Al terminar de hablar, Belisa se inclinó hacia delante y posó el dedo anular sobre el suelo. Luego, con un movimiento rápido, deslizó la yema hasta por encima de su cabeza, dibujando una linea horizontal en el aire, la cual lanzaba chispas como si estuviera ardiendo. Esta se abrió y, al otro lado, apareció un bosque frondoso y húmedo, de grandes árboles cuyas ramas ocultaban el cielo. Era un portal a otro lugar, una magia que no me sorprendió demasiado: en los recuerdos de Alarico, había sido testigo de cómo yo misma había llegado al hotel usando un método bastante parecido.

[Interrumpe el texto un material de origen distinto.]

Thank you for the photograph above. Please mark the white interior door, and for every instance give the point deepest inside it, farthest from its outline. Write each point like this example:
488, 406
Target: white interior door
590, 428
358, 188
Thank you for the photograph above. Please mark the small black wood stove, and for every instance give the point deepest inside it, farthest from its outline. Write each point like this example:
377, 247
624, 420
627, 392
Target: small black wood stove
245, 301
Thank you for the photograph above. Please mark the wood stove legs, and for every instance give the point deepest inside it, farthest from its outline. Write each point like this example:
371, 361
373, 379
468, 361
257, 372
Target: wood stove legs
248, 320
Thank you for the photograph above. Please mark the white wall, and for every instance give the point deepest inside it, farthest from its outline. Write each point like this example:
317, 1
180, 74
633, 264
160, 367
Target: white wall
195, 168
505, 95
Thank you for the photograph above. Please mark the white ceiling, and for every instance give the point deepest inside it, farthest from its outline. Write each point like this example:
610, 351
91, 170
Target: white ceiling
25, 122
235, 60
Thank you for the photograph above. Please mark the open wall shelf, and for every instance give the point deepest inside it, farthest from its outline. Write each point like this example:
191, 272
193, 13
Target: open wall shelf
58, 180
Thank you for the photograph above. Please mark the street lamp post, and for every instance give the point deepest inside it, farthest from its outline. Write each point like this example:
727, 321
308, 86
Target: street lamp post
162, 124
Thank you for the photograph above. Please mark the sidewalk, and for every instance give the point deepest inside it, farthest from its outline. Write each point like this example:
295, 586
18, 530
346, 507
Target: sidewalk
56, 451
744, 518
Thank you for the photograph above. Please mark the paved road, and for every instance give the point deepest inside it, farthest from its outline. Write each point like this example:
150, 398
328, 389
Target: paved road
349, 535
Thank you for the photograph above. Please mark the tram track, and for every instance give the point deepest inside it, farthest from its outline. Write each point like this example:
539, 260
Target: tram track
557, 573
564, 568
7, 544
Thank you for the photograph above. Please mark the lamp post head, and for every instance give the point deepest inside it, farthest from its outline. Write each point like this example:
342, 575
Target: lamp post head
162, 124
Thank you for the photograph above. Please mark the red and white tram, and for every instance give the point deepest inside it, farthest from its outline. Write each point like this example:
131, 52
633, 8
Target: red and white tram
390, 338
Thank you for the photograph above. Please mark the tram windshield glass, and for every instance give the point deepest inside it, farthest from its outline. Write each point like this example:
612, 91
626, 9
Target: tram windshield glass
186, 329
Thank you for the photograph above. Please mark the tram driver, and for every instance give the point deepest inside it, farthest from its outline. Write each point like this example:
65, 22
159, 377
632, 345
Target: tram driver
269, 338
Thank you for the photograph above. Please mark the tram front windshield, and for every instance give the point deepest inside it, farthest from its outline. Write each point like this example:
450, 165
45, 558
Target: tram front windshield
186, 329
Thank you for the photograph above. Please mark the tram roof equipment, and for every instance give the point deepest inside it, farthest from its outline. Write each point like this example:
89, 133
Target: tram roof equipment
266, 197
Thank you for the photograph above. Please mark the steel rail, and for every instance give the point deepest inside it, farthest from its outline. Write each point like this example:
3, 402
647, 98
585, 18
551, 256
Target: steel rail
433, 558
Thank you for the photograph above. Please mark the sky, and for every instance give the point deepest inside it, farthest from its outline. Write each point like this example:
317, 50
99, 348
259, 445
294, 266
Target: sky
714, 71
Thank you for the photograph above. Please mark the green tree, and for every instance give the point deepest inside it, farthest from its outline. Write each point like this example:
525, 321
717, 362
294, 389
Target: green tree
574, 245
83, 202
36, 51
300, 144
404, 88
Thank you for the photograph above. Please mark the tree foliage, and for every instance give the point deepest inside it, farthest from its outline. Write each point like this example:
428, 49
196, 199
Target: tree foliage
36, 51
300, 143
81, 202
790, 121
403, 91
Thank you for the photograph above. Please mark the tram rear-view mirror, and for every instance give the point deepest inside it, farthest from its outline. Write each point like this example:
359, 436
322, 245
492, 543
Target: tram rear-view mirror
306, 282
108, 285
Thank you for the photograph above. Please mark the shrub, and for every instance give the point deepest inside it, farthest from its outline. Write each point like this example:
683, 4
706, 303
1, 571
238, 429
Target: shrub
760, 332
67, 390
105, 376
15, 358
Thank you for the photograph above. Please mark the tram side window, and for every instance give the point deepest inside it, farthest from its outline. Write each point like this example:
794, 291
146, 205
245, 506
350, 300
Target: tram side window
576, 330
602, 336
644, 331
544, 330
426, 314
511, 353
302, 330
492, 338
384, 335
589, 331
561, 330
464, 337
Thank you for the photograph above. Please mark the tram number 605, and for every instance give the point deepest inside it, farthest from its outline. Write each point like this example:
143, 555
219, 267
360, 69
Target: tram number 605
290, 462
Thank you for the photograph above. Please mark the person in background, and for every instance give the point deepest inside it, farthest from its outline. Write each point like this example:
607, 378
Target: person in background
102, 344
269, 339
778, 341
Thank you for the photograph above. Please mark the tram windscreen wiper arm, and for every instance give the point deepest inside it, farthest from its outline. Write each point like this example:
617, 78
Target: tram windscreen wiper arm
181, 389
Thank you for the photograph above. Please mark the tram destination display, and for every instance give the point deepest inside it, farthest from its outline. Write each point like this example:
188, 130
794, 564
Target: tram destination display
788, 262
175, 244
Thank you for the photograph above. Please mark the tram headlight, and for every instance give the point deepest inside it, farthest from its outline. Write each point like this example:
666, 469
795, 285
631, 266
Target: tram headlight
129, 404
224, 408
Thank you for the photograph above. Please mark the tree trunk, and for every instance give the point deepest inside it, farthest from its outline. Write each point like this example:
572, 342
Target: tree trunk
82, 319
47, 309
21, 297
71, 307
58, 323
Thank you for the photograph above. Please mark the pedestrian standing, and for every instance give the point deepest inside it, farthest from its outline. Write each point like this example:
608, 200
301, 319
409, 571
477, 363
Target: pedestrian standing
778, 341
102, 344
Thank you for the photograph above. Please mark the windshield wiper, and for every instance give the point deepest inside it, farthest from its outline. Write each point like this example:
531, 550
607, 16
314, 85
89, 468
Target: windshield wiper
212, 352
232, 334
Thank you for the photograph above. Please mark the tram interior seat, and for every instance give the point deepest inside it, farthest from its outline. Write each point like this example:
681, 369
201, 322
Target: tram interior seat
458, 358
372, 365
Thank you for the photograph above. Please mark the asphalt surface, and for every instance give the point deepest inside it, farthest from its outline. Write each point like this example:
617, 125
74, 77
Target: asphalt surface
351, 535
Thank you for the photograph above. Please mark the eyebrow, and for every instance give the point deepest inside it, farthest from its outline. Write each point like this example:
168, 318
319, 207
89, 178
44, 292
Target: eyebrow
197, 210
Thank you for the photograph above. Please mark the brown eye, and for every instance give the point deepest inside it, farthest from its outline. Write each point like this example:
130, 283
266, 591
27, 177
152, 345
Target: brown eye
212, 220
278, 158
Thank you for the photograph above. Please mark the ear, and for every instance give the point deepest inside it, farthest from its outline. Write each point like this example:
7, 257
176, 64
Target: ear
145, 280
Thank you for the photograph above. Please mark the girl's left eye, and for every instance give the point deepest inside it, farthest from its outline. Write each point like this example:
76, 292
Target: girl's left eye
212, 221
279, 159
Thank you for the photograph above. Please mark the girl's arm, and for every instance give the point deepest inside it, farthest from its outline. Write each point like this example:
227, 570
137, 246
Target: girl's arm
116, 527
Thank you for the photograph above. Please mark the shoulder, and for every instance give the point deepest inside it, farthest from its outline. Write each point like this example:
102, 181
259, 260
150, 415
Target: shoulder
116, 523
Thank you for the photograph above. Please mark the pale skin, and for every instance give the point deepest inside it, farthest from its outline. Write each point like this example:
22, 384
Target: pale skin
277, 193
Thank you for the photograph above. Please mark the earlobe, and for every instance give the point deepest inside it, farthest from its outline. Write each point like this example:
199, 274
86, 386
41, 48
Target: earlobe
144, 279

—¿Un regalo...? —preguntó Breogán, frunciendo el ceño —. ¿No estarás pensando en nada demasiado grave, verdad? A ver, ya le corté la cabeza al hijo de una moura de la Hécate. Si presionamos demasiado...
Belisa negó con la cabeza, su cabello era puro fuego que ardía sin quemar la piel de la diosa.
—No, no será nada demasiado extravagante. Ni siquiera debería de haberlo llamado advertencia, sino más bien una broma. Después de hacerlo, desaparecemos de esta isla para siempre jamás. ¿Vale? Vamos, si lo único que tenemos que hacer es hablar con un viejo amigo, para darle un pequeño empujón en la dirección correcta —dijo la diosa de fuego y se apresuró a atravesar el portal que recién había abierto. Breogán no dudó en seguirla, pasando del interior de la torre a aquel bosque de un verdor oscuro.